Charles E. Perkins, then the C.B.&Q. vice-president in charge at Burlington, ordered an end to passenger service the next day to put the squeeze on both the rail workers and those who supported them across the state.

Perkins was a skilled strategist and, working in conjunction with influential business interests in Burlington and elsewhere, engineered an end to the strike using a combination of cajolery and threats. The strike ended at Creston on Aug. 1 and, after that, rail traffic flowed freely again.

Perkins' effort was aided by the fact that the strike was collapsing nationwide at the time. He was skillful enough to head off long-term hostility between worker, rail and business interests. There was no violence either --- and up to a hundred people had died in strike-related violence elsewhere in the country.
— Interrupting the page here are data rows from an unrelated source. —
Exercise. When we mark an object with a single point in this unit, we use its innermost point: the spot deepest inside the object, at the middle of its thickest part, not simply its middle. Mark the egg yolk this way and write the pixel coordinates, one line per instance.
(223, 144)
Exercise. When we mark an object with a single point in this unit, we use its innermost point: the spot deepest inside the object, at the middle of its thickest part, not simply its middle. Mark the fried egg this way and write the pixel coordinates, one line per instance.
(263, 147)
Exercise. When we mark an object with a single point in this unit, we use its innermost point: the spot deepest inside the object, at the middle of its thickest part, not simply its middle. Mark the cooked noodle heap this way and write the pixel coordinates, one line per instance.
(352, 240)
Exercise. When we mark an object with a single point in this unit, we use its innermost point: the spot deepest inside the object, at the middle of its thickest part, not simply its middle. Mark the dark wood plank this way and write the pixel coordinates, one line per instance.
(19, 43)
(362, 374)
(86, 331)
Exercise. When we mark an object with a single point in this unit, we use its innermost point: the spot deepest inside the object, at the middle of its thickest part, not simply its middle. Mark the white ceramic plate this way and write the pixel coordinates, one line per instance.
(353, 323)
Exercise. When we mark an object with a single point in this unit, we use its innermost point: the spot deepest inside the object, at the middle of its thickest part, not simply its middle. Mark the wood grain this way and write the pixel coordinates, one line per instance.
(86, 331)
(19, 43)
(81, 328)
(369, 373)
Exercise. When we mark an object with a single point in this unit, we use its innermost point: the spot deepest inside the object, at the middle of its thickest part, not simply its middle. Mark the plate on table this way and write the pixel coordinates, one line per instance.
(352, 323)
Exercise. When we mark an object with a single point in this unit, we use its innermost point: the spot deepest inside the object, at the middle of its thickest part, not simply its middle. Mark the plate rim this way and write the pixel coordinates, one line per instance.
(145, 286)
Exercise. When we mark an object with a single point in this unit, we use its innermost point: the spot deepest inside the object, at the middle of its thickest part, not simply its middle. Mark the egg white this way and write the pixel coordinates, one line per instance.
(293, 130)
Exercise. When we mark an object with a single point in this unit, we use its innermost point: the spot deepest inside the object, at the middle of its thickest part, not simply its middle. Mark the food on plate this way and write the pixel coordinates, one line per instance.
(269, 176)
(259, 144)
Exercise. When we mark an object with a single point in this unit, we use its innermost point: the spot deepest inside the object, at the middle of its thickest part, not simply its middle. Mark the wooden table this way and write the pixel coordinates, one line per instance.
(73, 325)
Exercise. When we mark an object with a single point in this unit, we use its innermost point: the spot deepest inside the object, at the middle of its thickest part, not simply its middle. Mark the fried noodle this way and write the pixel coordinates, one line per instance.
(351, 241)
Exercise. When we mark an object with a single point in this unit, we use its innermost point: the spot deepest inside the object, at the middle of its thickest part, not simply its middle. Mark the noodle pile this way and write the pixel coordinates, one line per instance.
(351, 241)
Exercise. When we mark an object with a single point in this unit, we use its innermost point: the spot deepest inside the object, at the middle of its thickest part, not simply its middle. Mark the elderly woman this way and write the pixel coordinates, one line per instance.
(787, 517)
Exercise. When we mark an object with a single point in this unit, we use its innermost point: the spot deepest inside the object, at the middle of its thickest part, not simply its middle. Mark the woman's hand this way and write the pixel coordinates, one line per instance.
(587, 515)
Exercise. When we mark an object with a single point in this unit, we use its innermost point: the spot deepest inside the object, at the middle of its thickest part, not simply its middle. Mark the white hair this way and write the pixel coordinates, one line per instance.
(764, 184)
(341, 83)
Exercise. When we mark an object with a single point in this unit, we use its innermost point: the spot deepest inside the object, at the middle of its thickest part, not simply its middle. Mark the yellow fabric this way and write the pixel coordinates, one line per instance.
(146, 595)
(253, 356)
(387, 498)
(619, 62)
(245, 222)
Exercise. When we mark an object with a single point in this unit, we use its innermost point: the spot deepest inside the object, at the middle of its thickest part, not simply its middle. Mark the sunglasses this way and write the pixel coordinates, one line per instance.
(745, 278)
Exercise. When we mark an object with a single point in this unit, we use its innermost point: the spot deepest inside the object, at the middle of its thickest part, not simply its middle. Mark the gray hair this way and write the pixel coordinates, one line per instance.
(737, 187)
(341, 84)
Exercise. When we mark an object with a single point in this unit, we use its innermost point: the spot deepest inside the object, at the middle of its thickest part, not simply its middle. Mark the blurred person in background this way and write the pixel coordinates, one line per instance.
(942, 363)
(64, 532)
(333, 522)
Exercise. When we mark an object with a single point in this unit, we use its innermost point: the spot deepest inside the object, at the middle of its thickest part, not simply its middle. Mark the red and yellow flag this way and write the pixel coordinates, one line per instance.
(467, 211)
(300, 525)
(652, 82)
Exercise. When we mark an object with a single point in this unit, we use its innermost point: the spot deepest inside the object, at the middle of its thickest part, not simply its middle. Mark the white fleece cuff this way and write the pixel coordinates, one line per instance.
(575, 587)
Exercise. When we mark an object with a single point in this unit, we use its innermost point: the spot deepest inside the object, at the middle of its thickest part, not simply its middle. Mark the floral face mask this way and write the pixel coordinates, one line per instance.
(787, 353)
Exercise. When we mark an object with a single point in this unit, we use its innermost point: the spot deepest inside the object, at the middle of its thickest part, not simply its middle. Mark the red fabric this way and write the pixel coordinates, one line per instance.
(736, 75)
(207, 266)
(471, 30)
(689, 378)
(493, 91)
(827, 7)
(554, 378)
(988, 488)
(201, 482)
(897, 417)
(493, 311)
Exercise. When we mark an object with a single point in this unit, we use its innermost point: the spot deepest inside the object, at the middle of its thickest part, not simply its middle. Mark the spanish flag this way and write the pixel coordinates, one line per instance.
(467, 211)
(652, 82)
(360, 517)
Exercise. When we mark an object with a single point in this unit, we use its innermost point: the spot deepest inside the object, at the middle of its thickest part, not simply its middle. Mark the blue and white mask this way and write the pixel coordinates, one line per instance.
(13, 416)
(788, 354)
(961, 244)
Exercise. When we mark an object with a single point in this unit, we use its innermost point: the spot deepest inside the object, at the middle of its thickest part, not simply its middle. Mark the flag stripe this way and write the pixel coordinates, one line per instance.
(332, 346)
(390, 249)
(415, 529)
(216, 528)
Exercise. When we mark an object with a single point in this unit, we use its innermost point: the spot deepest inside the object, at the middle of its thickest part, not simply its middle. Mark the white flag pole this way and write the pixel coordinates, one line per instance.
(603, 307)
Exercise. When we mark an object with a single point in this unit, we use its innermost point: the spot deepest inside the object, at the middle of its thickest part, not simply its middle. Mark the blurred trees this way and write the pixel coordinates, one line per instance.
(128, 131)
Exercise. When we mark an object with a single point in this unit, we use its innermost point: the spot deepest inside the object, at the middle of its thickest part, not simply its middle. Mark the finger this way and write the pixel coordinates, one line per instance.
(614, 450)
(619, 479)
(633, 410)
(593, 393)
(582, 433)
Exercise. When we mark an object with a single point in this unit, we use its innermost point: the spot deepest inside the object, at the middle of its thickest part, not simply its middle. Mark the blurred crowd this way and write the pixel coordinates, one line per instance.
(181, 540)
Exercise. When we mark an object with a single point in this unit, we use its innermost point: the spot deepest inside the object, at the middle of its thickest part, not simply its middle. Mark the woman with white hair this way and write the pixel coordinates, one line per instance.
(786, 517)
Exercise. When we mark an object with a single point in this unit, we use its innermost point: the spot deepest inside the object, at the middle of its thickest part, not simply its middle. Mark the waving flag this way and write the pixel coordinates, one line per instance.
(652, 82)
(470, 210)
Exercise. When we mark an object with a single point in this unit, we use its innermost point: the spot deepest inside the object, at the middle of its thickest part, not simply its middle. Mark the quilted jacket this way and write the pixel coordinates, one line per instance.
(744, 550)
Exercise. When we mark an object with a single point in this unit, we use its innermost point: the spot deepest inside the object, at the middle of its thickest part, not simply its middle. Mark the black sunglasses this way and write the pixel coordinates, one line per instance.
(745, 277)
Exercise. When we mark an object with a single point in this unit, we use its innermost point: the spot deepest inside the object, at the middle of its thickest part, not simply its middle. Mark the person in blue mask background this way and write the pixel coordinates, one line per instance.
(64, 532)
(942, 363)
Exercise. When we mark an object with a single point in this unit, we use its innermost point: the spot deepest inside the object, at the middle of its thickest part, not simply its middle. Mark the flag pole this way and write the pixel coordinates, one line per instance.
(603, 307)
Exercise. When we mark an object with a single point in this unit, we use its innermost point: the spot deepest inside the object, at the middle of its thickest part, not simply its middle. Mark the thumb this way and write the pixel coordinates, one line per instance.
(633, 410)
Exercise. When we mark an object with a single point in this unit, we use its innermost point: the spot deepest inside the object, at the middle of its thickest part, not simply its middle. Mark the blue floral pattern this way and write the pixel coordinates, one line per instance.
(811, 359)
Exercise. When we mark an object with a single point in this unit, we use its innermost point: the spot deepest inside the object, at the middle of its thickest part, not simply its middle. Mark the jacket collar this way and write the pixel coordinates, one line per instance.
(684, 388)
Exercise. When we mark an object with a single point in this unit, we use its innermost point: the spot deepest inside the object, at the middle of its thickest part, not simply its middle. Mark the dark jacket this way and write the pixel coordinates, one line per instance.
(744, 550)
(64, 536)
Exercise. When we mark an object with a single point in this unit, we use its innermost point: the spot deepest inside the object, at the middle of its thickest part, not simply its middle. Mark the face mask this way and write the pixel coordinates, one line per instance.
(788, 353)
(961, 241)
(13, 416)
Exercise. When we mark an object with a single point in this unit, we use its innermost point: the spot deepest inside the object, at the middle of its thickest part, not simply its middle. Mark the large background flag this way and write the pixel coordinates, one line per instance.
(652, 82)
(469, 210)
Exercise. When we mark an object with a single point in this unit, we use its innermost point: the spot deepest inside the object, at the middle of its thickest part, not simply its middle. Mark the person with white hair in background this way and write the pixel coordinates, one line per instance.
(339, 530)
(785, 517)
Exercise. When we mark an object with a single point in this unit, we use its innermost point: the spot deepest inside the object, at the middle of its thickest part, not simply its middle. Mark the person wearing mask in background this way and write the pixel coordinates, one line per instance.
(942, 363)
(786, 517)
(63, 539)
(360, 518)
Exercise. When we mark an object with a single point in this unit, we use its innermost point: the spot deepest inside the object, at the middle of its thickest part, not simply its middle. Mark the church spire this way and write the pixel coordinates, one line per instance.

Here's how The Patriot reported "The Strike in Chariton" in its edition of August 1:

"The present railroad strike has affected all parts of the country. We dougbt whether there is any remote area of the Union that has been free from a shortage of goods lost or some other reminder of the strike that has doubtless come to every cross road and post office and store in the land.

"In Chariton, the effect was equal to bringing together some three or four Sundays.
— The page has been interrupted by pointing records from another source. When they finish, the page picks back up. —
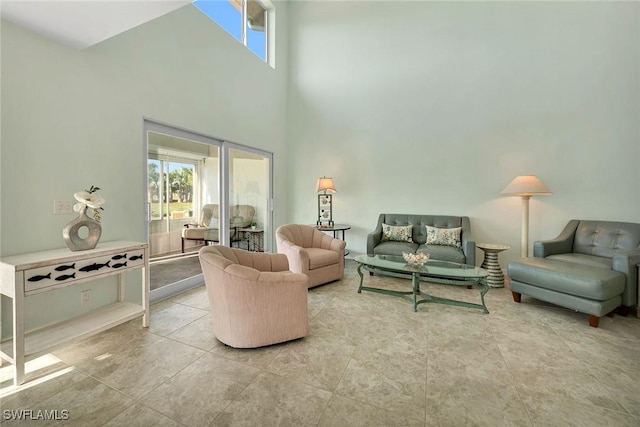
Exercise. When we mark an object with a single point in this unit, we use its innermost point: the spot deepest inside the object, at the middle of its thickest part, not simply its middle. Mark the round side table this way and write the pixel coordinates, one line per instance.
(491, 264)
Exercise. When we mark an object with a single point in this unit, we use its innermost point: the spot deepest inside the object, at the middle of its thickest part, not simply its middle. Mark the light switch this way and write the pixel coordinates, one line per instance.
(62, 207)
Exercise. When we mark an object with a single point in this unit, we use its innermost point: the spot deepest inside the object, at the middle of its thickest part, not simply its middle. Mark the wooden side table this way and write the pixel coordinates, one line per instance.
(336, 228)
(491, 264)
(254, 238)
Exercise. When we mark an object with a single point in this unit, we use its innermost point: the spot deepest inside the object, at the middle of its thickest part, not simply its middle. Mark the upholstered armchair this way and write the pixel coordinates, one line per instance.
(207, 230)
(255, 300)
(311, 252)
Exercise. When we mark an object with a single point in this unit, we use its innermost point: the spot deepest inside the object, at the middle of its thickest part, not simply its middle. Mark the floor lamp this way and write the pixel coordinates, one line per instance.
(525, 186)
(325, 202)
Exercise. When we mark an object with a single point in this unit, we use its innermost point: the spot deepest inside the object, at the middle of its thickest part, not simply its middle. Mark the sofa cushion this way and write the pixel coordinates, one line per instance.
(595, 283)
(319, 257)
(582, 259)
(394, 248)
(443, 253)
(444, 236)
(397, 233)
(605, 238)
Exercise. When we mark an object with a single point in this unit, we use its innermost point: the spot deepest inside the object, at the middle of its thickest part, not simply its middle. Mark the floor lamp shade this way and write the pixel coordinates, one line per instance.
(525, 186)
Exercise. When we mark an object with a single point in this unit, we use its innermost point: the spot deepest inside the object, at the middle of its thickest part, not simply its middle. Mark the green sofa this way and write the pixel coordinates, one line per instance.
(591, 267)
(465, 254)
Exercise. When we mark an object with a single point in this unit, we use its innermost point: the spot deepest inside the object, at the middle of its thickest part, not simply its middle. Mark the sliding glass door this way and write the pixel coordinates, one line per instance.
(187, 173)
(250, 190)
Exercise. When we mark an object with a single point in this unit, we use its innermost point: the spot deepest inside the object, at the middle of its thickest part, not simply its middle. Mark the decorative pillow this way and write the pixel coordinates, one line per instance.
(398, 233)
(444, 236)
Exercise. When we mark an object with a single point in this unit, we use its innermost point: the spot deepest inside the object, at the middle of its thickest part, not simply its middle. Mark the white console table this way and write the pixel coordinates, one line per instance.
(37, 272)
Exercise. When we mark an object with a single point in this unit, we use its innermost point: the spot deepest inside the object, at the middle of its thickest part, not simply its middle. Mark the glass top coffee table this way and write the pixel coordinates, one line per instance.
(435, 271)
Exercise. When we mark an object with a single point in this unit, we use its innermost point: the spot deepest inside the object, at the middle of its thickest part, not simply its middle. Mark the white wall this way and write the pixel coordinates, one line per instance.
(72, 119)
(434, 107)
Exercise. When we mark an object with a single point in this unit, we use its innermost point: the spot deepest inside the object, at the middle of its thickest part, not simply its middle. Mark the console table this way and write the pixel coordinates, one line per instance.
(28, 274)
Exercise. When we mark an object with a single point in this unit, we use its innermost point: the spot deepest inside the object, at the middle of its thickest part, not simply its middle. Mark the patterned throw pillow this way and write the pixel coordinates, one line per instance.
(444, 236)
(398, 233)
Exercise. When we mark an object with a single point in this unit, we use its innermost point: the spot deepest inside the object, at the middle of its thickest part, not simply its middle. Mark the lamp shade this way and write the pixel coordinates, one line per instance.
(325, 184)
(526, 185)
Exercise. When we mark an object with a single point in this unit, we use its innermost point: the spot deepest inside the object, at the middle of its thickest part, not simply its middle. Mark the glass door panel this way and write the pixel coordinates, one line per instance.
(249, 195)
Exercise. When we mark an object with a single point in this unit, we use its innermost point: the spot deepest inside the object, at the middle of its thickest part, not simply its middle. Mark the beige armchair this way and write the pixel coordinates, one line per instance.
(255, 300)
(207, 229)
(311, 252)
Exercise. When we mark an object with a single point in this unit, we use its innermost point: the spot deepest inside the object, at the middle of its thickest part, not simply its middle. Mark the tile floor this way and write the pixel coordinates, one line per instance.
(369, 361)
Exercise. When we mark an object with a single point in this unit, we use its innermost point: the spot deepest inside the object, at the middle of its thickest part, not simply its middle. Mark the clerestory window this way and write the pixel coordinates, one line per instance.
(245, 20)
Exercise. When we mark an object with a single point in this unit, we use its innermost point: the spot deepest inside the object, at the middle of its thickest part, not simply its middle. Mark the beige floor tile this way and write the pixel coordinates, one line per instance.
(343, 411)
(141, 369)
(196, 297)
(316, 361)
(83, 354)
(254, 357)
(141, 416)
(387, 378)
(198, 333)
(198, 393)
(170, 317)
(549, 410)
(273, 400)
(87, 402)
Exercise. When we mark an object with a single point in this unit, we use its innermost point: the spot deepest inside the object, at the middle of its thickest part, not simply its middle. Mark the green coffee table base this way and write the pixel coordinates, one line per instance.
(415, 293)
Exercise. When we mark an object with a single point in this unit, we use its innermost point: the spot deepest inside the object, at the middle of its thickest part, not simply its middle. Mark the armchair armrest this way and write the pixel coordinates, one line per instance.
(297, 255)
(338, 245)
(373, 239)
(626, 263)
(563, 243)
(469, 248)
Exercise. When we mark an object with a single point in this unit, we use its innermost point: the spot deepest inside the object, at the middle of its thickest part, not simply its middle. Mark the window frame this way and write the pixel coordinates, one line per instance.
(269, 20)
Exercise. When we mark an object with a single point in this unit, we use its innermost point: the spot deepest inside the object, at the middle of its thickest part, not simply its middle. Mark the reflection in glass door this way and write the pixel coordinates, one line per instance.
(171, 200)
(249, 196)
(186, 172)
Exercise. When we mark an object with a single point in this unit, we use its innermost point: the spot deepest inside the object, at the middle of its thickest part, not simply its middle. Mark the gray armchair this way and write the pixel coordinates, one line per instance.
(590, 267)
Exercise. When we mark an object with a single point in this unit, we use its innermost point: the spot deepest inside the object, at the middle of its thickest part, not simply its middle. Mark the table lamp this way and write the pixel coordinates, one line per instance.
(525, 186)
(325, 203)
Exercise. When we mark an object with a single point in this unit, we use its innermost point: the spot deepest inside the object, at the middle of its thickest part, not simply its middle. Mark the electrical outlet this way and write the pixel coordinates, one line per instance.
(85, 297)
(62, 207)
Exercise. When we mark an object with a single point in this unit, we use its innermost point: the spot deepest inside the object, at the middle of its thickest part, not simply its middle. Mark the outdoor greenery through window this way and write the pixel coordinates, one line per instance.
(170, 188)
(246, 20)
"From Thursday last week, at 2 p.m., until Monday of this week at the same time not a wheel rolled over the track nor a whistle or engine bell was heard in our town. The freight trains all stopped on Wednesday of last week and up to time of going to press not one car for the transportation of goods has passed through or even been moved on the side track, although the mail trains are now running about as usual.

"The Branch train (southwest to St. Joseph) was off Friday and Saturday. The mail train on Monday was in charge of a United States Marshal and it is said that at Ottumwa he had to threaten arrest before the engineer could be induced to run from there west.

"The section men were stopped from work by a squad from Woodburn and various rumors were put afloat during the quiet days that caused more or less excitement.

"The train going west on Monday night last remained here some ten hours, fearing that trouble would befall it if it attempted to push past Woodburn, Creston and other rebellious towns west of this place.

"During the whole time, however, not an angry word was heard nor any species of violence attempted at Chariton ---- it was all distressingly quiet. The engineers are still holding out for rmore wages and it is not known when the freight traffic will be resumed.

"Later --- The freight trains have begun to move."


The Patriot also published on Aug. 1, the following order that had been issued by the C.B.&Q. management:

"After today, Monday, July 30, all employees who have not reported their willingness to resume work at once will be deemed to have severed their connection with the company and others will be employed in their places. Ample time for sober reflection has been given and it is hoped that the men will generally resume their places. No one will be discharged for having participated in the strike, in case they signify their readiness for duty by twelve (12) o'clock tonight. After the business of the road has resumed its regular channels, the company will be ready to consider any grievances."